MAGEL2

Gene Facts

• HGNC Symbol: MAGEL2 (HGNC:6814)
• HGNC Name: MAGE family member L2
• Gene type: protein-coding gene
• Locus type: gene with protein product
• Previous symbols: NDNL1
• Alias symbols: nM15
• %HI: 84.66
• pLI: 0
• Cytoband: 15q11.2
• Genomic Coordinates:

  GRCh37/hg19:	chr15:23888696-23893014
  GRCh38/hg38:	chr15:23643549-23647867

• MANE Select Transcript: NM_019066.5 ENST00000650528.1
• Function: Probably enhances ubiquitin ligase activity of RING-type zinc finger-containing E3 ubiquitin-protein ligases, possibly through recruitment and/or stabilization of the Ubl-conjugating enzyme (E2) at the E3:substrate complex. Acts as a regulator of retrograde transport via its interaction with VPS35. Recruited to retromer-containing endosomes and promotes the formation of 'Lys-63'-linked polyubiquitin chains at 'Lys-220' of WASHC1 together with TRIM27, leading to promote endosomal F-actin assembly... (Source: Uniprot)
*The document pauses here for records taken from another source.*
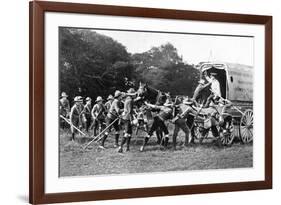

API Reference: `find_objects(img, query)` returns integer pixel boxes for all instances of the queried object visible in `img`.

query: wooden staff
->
[60,115,86,136]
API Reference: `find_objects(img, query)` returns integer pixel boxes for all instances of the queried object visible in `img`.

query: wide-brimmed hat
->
[114,90,122,98]
[61,92,68,97]
[96,96,103,102]
[74,96,83,102]
[107,95,114,100]
[182,97,194,105]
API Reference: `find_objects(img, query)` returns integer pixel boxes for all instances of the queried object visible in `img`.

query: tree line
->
[59,28,199,99]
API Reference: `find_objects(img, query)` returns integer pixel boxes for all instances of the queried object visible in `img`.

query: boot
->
[114,134,119,147]
[99,135,108,149]
[126,137,131,152]
[140,137,149,152]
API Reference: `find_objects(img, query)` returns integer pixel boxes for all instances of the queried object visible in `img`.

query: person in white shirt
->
[204,73,221,107]
[205,73,221,97]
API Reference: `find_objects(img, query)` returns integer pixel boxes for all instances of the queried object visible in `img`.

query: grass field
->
[59,124,253,176]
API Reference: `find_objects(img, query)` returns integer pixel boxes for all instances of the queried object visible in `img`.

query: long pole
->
[60,115,86,136]
[83,118,119,149]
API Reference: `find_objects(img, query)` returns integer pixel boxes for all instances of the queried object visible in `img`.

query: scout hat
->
[61,92,68,97]
[96,96,102,102]
[74,96,83,102]
[107,95,114,100]
[126,88,137,95]
[198,79,205,84]
[114,90,122,98]
[182,97,193,105]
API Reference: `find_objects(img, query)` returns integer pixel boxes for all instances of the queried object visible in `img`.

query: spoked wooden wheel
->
[240,110,254,143]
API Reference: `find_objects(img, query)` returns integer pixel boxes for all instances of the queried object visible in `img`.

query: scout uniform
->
[100,90,122,149]
[70,96,83,140]
[91,96,105,136]
[140,99,173,151]
[104,95,114,113]
[59,92,70,129]
[204,73,221,108]
[172,99,197,149]
[84,97,92,132]
[118,88,136,152]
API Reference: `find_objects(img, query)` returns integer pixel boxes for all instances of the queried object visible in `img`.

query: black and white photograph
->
[57,27,255,177]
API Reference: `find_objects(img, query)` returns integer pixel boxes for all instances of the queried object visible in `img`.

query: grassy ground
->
[59,125,253,176]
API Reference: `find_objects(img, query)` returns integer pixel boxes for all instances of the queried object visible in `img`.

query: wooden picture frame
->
[29,1,272,204]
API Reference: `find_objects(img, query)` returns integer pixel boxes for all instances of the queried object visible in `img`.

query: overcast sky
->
[95,30,254,66]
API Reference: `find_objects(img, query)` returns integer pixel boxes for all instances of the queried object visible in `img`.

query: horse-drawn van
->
[195,62,253,144]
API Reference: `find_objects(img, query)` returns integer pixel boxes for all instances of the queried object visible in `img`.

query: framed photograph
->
[29,1,272,204]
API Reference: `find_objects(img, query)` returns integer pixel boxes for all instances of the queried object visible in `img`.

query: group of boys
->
[60,71,220,152]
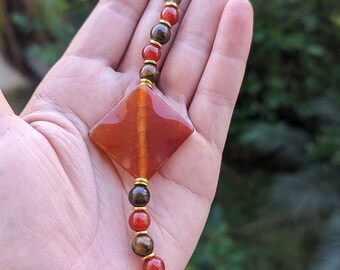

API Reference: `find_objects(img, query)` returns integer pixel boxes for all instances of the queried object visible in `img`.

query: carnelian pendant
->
[89,85,194,179]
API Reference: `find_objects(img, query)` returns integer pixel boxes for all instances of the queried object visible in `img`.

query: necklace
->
[89,0,194,270]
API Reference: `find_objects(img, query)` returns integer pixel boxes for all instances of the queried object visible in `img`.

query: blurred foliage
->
[0,0,340,270]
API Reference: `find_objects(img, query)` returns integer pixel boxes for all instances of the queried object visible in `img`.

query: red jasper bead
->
[161,7,179,25]
[129,210,151,232]
[142,44,161,62]
[143,256,165,270]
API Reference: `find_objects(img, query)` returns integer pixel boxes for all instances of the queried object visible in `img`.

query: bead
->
[129,186,150,207]
[143,256,165,270]
[142,44,162,62]
[150,23,171,45]
[89,85,194,179]
[150,39,163,49]
[165,0,182,5]
[139,64,159,83]
[140,79,152,89]
[161,7,179,25]
[132,234,153,257]
[129,210,151,232]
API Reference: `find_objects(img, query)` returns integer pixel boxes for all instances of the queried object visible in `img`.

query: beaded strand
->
[129,0,181,270]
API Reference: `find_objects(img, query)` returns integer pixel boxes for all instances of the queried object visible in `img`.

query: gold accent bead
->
[135,178,149,187]
[159,19,172,28]
[150,39,163,49]
[133,207,147,211]
[165,1,178,8]
[144,60,157,66]
[140,79,153,89]
[135,231,148,236]
[143,252,156,261]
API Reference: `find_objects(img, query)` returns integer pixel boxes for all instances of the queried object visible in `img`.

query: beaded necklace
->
[89,0,194,270]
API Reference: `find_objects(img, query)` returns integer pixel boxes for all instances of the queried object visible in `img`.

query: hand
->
[0,0,253,270]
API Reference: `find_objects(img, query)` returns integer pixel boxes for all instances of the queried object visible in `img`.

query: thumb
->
[0,89,14,118]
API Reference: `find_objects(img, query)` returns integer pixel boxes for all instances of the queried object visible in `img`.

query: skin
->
[0,0,253,270]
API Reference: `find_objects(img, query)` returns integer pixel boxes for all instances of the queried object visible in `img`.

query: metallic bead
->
[135,178,149,187]
[135,231,148,236]
[143,252,156,260]
[139,79,153,89]
[144,60,157,66]
[150,39,163,49]
[129,186,150,207]
[159,19,171,28]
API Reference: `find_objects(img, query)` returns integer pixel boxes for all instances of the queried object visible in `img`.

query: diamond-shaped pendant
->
[89,85,194,179]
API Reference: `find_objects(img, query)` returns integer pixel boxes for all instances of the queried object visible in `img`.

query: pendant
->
[89,0,189,270]
[90,85,193,179]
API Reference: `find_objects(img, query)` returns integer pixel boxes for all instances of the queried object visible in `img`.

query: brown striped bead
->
[150,23,171,45]
[132,234,154,257]
[139,64,159,83]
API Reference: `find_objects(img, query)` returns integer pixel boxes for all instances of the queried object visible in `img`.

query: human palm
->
[0,0,252,270]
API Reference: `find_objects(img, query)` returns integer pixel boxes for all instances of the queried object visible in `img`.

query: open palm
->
[0,0,252,270]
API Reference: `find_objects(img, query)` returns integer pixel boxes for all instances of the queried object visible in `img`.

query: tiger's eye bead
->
[129,186,150,207]
[150,23,171,45]
[139,64,159,83]
[143,256,165,270]
[161,7,179,25]
[142,44,162,62]
[129,210,151,232]
[165,0,182,5]
[132,234,153,257]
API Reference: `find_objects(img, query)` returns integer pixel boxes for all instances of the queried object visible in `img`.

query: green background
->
[0,0,340,270]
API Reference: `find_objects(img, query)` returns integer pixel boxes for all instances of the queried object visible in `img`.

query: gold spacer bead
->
[135,178,149,186]
[135,231,148,236]
[135,181,148,187]
[165,1,178,8]
[159,19,172,28]
[140,79,153,89]
[144,60,157,66]
[142,252,156,261]
[150,39,163,49]
[133,207,148,211]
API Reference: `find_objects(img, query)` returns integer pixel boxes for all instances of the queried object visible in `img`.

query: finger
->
[118,0,191,72]
[65,0,148,69]
[158,0,227,105]
[189,0,253,151]
[0,89,14,117]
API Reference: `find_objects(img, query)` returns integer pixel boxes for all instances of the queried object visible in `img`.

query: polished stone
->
[89,85,194,179]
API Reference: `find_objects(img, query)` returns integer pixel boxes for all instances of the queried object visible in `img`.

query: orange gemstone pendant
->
[90,85,194,179]
[89,0,187,270]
Dosage Sensitivity Summary (Gene)

• Dosage ID: ISCA-16618
• ClinGen Curation ID: CCID:007427
• Curation Status: Complete
• Issue Type: Dosage Curation - Gene
• Haploinsufficiency: Little Evidence for Haploinsufficiency (1)
• Triplosensitivity: No Evidence for Triplosensitivity (0)
• Last Evaluated: 05/22/2018

Haploinsufficiency (HI) Score Details

• HI Score: 1
• HI Evidence Strength: Little Evidence for Haploinsufficiency
• HI Evidence Comments: This gene is located in the commonly deleted region associated with Prader Willi syndrome (and is imprinted, expressed from the paternal allele). Paternally truncating mutations in MAGEL2 cause Schaaf-Yang syndrome (Fountain et al., 2017, PMID 27195816; Jobling et al., 2018, PMID 29599419). However, it is unclear if the underlying mechanism of mutation is a dominant-negative effect as suggested by Fountain, et al. or if haploinsufficiency plays a role. There are two instances of whole gene deletions outside of the common Prader-Willi deletion. Kanber et al., 2009, PMID 19066619 reported 1 patient with an unbalanced X;15 translocation, resulting in a deletion of MAGEL2 and 2 other genes in a patient with intellectual disability and obesity. Buiting et al., 2014, PMID 24661356 reported a patient with a 3.9Mb deletion including MAGEL2 with hypotonia, mild feeding difficulties, and slight fine/motor delays. For both of these cases, there were other genes involved, thus it is unclear what haploinsufficiency of MAGEL2 contributes to the reported phenotype.

Triplosensitivity (TS) Score Details

• TS Score: 0
• TS Evidence Strength: No Evidence for Triplosensitivity
• TS Evidence Comments: Of note: PMID:18925931 Cai et al. (2008) identified a de novo 120 kb maternally-derived duplication including MKRN3, MAGEL2, and NDN using MLPA probes in monozygotic twins with autism.